摘要
The theory and practice of multiculturalism, of which multicultural and antiracist
education form a central part, currently faces opposition on two key fronts. The
first constitutes an alliance of conservative and some liberal commentators
whose principal aim is to defend orthodox liberalism against a politics of
difference represented by multiculturalism (see, for example, Bullivant, 1981;
Hughes, 1993; Ravitch, 1992; Schlesinger, 1991, 1992). Building on a post
second world war consensus of orthodox liberalism in social and political theory
(see Claude, 1955; Glazer, 1975; Porter, 1965, 1975), these commentators argue
that only the current organization of nation-states-represented most clearly by
the neutrality of the civic realm-can ensure personal autonomy, equality, and
common citizenship (at least in theory). In contrast, they argue that the politics
of multiculturalism-which they equate directly with the increasing public
recognition of various minority ethnic, cultural and/or religious identities-is
inherently destabilizing and destructive of the common bonds of nationhood.
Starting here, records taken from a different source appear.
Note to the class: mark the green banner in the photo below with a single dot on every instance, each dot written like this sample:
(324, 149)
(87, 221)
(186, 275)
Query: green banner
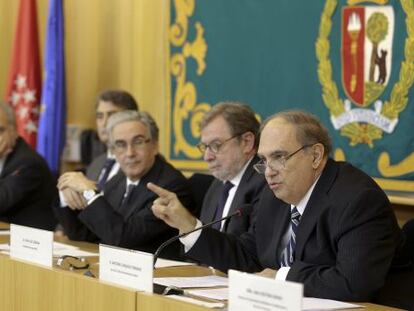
(349, 62)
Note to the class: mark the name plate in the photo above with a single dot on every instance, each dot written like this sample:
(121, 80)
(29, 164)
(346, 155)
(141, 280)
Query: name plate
(31, 244)
(252, 292)
(126, 267)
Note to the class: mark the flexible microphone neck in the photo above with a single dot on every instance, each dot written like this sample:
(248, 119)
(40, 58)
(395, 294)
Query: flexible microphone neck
(238, 212)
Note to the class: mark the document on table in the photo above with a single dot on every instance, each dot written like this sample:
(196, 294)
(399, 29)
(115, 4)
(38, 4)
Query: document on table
(59, 249)
(313, 304)
(188, 282)
(218, 305)
(5, 248)
(212, 293)
(163, 263)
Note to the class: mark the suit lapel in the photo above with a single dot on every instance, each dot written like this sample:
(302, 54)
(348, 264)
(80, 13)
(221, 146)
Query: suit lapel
(211, 200)
(248, 174)
(317, 204)
(140, 195)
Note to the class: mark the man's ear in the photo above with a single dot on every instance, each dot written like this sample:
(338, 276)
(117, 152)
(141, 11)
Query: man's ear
(318, 152)
(248, 141)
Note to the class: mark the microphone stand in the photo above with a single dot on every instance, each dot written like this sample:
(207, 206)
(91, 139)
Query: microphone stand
(175, 238)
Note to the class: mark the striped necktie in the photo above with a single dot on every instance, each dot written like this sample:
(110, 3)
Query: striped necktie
(222, 202)
(106, 169)
(288, 253)
(127, 196)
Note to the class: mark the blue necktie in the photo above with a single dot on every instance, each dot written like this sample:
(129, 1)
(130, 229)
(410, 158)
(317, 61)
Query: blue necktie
(222, 202)
(106, 169)
(288, 253)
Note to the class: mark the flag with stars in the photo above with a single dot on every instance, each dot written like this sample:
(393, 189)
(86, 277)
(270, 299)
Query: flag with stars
(52, 122)
(24, 84)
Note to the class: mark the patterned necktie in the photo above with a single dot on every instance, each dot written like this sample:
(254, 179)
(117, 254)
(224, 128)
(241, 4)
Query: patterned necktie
(106, 169)
(222, 202)
(288, 253)
(127, 196)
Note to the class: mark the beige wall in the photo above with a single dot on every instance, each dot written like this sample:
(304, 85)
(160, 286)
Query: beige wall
(108, 44)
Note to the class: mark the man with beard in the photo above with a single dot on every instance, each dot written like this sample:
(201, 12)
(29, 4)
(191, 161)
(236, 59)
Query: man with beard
(229, 139)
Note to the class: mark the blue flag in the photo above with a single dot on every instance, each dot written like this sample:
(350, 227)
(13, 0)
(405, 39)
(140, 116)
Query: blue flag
(52, 122)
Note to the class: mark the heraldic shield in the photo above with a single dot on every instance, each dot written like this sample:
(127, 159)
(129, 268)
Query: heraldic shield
(367, 36)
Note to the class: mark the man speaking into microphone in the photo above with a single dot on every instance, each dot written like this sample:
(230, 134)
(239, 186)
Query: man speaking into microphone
(322, 223)
(229, 140)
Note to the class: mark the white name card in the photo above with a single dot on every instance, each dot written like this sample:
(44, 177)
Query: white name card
(126, 267)
(30, 244)
(251, 292)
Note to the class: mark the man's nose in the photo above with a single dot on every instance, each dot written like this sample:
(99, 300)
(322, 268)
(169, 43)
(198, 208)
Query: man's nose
(208, 155)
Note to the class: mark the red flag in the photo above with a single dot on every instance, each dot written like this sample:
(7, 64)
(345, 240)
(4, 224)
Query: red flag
(24, 85)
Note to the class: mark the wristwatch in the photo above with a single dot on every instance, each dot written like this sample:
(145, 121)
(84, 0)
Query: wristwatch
(89, 194)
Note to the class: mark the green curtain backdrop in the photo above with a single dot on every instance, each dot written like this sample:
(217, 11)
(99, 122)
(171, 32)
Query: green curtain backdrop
(283, 54)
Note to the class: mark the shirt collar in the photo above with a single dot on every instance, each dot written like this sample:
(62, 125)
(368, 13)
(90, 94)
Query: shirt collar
(236, 179)
(302, 204)
(110, 155)
(130, 182)
(2, 160)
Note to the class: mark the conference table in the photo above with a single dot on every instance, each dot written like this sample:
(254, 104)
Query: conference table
(27, 286)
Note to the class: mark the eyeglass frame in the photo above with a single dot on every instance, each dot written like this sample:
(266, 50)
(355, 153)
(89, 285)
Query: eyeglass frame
(61, 260)
(260, 167)
(203, 147)
(137, 144)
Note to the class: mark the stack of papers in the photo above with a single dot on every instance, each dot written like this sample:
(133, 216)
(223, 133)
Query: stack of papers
(59, 249)
(193, 282)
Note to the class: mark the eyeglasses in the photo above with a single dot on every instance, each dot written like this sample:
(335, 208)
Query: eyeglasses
(276, 162)
(121, 146)
(68, 262)
(215, 146)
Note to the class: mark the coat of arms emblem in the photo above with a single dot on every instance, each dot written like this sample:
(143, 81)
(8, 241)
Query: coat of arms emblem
(367, 33)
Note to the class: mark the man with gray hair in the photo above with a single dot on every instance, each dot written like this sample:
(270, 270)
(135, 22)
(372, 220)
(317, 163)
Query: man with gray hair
(26, 183)
(122, 214)
(229, 140)
(322, 223)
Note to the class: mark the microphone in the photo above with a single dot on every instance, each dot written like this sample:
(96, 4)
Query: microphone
(245, 209)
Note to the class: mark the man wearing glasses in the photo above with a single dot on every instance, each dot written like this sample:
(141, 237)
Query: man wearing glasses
(122, 214)
(229, 140)
(103, 165)
(322, 223)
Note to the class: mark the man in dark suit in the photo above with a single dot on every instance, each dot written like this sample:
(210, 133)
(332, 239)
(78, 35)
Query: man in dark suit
(322, 223)
(122, 214)
(26, 183)
(103, 166)
(229, 140)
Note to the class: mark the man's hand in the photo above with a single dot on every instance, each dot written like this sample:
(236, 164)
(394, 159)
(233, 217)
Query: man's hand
(73, 199)
(168, 208)
(75, 181)
(7, 142)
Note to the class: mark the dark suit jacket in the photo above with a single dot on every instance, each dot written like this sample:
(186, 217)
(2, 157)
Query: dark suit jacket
(249, 190)
(135, 226)
(346, 242)
(95, 167)
(27, 189)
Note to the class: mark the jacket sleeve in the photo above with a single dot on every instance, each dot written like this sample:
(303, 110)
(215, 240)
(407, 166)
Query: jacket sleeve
(364, 242)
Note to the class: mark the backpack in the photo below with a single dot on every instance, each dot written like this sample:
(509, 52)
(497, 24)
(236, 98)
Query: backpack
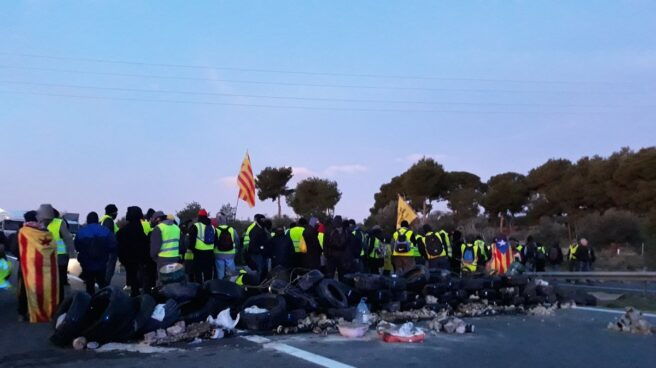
(338, 239)
(433, 246)
(224, 242)
(553, 254)
(402, 244)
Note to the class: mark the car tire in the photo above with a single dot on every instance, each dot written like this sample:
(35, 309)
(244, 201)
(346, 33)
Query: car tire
(75, 307)
(274, 316)
(331, 295)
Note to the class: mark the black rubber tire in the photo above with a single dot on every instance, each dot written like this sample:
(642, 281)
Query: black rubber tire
(171, 315)
(75, 307)
(417, 277)
(395, 283)
(516, 280)
(145, 305)
(111, 312)
(274, 316)
(225, 290)
(435, 289)
(391, 307)
(309, 280)
(380, 297)
(367, 282)
(331, 295)
(489, 295)
(474, 284)
(180, 292)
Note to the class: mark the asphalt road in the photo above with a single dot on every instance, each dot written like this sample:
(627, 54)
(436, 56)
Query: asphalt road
(570, 338)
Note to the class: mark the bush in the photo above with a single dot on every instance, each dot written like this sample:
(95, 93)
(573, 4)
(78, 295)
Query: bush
(614, 226)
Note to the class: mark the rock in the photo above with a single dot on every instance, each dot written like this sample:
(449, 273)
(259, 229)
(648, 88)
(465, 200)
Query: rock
(79, 343)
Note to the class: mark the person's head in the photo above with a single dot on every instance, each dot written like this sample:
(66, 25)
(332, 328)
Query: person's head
(426, 228)
(111, 210)
(45, 213)
(30, 216)
(92, 218)
(134, 214)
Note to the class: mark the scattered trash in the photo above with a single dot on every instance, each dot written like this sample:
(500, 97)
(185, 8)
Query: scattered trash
(352, 330)
(450, 325)
(631, 321)
(255, 310)
(407, 333)
(79, 343)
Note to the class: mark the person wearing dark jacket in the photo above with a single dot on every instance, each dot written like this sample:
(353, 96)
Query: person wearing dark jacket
(94, 243)
(311, 259)
(133, 248)
(256, 242)
(201, 242)
(281, 249)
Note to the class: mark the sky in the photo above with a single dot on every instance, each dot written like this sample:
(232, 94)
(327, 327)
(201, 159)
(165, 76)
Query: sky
(154, 103)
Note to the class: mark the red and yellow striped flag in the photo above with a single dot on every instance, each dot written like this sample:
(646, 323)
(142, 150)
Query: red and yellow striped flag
(246, 182)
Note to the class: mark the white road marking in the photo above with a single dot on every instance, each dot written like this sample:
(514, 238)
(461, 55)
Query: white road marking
(611, 311)
(298, 353)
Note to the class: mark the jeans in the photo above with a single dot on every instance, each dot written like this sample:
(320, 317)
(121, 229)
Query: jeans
(223, 262)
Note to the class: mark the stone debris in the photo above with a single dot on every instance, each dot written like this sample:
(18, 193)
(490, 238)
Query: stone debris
(632, 322)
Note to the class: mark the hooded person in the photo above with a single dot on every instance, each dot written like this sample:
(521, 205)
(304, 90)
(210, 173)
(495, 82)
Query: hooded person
(94, 243)
(202, 236)
(38, 262)
(133, 253)
(165, 245)
(255, 245)
(311, 259)
(49, 217)
(225, 247)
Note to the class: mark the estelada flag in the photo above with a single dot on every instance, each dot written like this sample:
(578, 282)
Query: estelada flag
(404, 212)
(246, 182)
(38, 261)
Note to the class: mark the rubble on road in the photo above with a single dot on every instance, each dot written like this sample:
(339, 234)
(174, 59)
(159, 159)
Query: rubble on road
(632, 322)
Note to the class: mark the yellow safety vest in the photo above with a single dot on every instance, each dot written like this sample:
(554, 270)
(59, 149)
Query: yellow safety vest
(296, 234)
(247, 235)
(469, 266)
(572, 251)
(200, 236)
(413, 252)
(233, 234)
(105, 217)
(55, 229)
(146, 226)
(170, 241)
(376, 251)
(320, 237)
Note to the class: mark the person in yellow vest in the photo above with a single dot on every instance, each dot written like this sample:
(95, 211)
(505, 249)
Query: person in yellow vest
(405, 250)
(469, 257)
(165, 245)
(202, 236)
(225, 247)
(62, 237)
(108, 220)
(375, 250)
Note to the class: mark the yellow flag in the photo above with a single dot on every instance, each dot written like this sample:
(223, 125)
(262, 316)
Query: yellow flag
(404, 212)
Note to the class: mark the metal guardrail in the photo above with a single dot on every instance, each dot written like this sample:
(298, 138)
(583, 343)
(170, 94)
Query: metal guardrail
(597, 275)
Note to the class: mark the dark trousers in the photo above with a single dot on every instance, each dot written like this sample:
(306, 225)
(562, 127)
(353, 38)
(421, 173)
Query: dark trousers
(258, 262)
(203, 266)
(93, 277)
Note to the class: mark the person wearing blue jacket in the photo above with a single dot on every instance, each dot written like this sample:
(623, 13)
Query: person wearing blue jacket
(94, 244)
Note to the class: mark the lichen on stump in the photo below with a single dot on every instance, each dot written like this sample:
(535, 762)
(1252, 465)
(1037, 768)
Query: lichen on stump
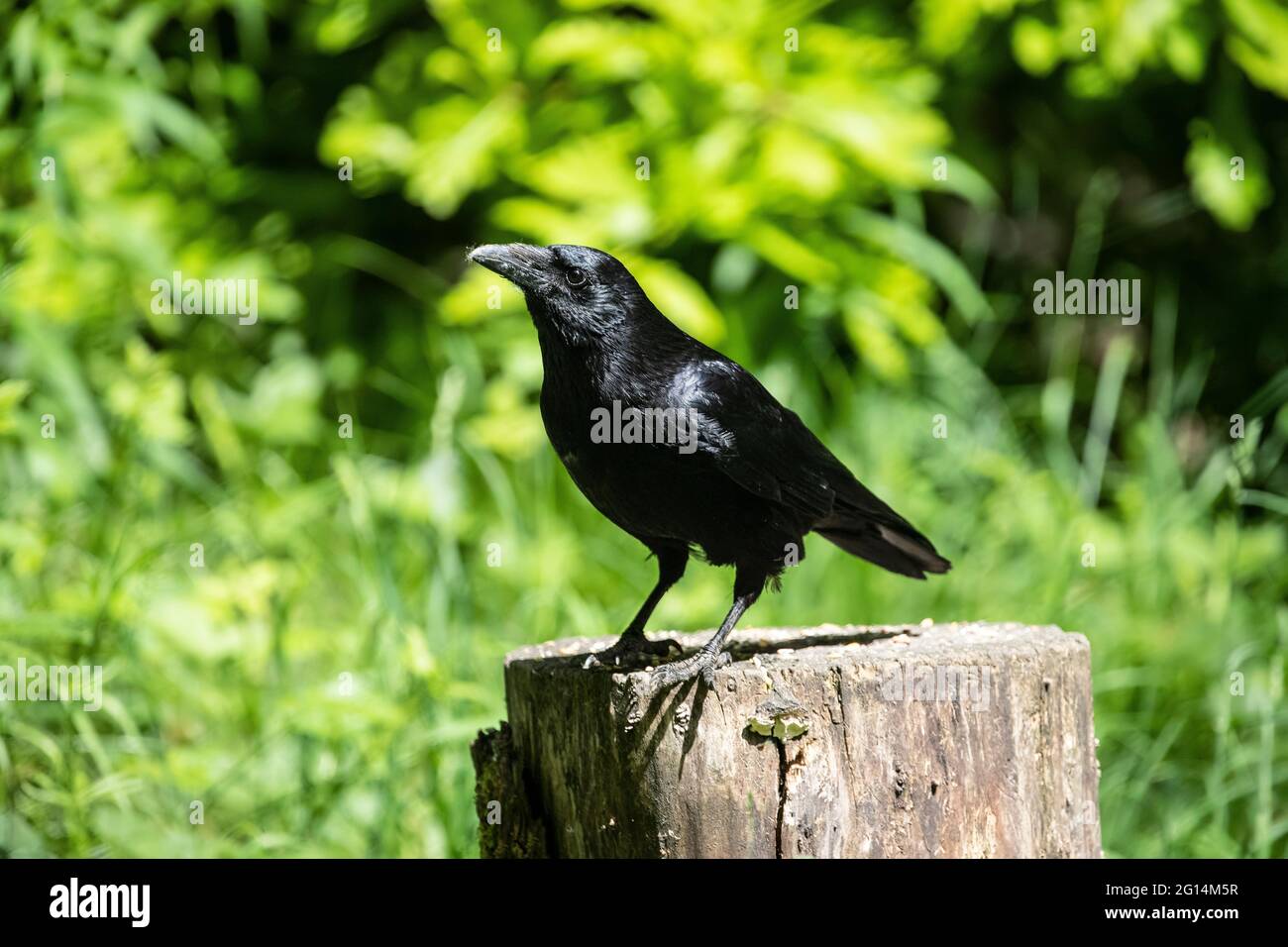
(962, 740)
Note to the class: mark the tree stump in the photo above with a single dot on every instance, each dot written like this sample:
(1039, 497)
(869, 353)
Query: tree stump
(948, 741)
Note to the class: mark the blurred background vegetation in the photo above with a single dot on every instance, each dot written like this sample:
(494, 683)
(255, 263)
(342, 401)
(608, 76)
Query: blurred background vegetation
(317, 684)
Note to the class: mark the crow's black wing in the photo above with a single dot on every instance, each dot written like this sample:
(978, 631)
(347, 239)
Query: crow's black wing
(767, 450)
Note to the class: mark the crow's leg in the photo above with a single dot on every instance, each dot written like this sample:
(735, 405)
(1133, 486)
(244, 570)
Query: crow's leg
(747, 585)
(632, 643)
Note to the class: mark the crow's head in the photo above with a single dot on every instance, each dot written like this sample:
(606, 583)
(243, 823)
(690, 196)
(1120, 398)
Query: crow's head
(579, 291)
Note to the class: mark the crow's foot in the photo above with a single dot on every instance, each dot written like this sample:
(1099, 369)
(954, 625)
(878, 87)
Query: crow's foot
(704, 663)
(631, 650)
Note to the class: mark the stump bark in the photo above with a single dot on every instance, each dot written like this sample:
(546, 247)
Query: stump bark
(962, 740)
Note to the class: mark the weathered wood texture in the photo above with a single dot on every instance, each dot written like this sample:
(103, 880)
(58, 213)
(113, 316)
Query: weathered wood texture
(965, 740)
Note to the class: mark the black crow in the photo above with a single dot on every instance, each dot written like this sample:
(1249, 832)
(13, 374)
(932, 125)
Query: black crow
(684, 449)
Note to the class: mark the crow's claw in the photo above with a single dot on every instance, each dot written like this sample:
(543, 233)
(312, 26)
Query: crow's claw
(631, 650)
(704, 663)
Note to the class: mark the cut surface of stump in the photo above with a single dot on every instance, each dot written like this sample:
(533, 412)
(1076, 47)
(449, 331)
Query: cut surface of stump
(954, 740)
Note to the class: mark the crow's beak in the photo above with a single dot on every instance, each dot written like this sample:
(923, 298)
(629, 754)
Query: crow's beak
(520, 263)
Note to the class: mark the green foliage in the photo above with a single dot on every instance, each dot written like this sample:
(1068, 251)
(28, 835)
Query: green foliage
(314, 672)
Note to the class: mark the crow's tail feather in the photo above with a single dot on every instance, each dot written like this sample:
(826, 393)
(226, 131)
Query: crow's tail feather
(893, 545)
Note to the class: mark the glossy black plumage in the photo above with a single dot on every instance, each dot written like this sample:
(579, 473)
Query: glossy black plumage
(745, 491)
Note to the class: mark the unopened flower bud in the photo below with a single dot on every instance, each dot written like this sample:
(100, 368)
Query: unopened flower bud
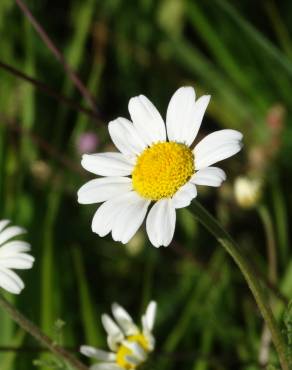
(247, 191)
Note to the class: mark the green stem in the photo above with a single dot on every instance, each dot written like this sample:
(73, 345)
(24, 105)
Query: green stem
(271, 243)
(33, 330)
(229, 245)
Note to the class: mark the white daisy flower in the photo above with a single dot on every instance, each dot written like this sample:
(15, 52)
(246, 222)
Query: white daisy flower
(12, 256)
(130, 346)
(156, 164)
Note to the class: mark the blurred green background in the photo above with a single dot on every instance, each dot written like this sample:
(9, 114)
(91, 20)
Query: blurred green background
(240, 53)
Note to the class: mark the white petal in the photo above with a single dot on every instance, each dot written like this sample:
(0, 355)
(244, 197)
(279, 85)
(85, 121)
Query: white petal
(125, 137)
(147, 120)
(112, 328)
(183, 197)
(3, 224)
(20, 261)
(124, 320)
(160, 223)
(106, 216)
(10, 281)
(136, 349)
(100, 190)
(14, 247)
(150, 315)
(106, 366)
(107, 164)
(130, 218)
(210, 176)
(10, 232)
(98, 353)
(184, 115)
(217, 146)
(134, 361)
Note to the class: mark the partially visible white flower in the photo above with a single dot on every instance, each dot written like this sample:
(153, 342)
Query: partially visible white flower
(156, 164)
(247, 191)
(12, 256)
(129, 345)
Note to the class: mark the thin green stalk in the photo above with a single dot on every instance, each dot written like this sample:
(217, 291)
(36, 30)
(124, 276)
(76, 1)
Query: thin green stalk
(272, 276)
(230, 246)
(33, 330)
(271, 243)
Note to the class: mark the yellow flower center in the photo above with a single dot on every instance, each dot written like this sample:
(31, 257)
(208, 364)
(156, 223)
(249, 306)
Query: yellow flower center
(162, 169)
(123, 351)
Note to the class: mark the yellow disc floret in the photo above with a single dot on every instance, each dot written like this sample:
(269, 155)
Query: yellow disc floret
(162, 169)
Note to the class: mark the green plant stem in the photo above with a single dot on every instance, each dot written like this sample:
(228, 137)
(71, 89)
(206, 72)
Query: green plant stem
(230, 246)
(271, 243)
(33, 330)
(272, 276)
In
their view, multiculturalism is an approach which replaces universalism with
particularism and which introduces ethnicity unnecessarily and unhelpfully into
the civic realm-that is, ‘civil society’ in Gramsci’s (1971) sense of the term.1Indeed, at their most apocalyptic, these critics suggest that the accommodation of
multiculturalism may result in the immolation and/or ‘balkanization’ of
previously quiescent, harmonious nation-states. And all because the ‘cult of
ethnicity’, to use Schlesinger’s (1992) pejorative phrase, unnecessarily hardens
ethnic group boundaries; bringing difference and division where once was unity
and common purpose. The spectres of Rwanda and the former Yugoslavia
provide convenient and seemingly salutary examples here of where
multiculturalism might eventually take us.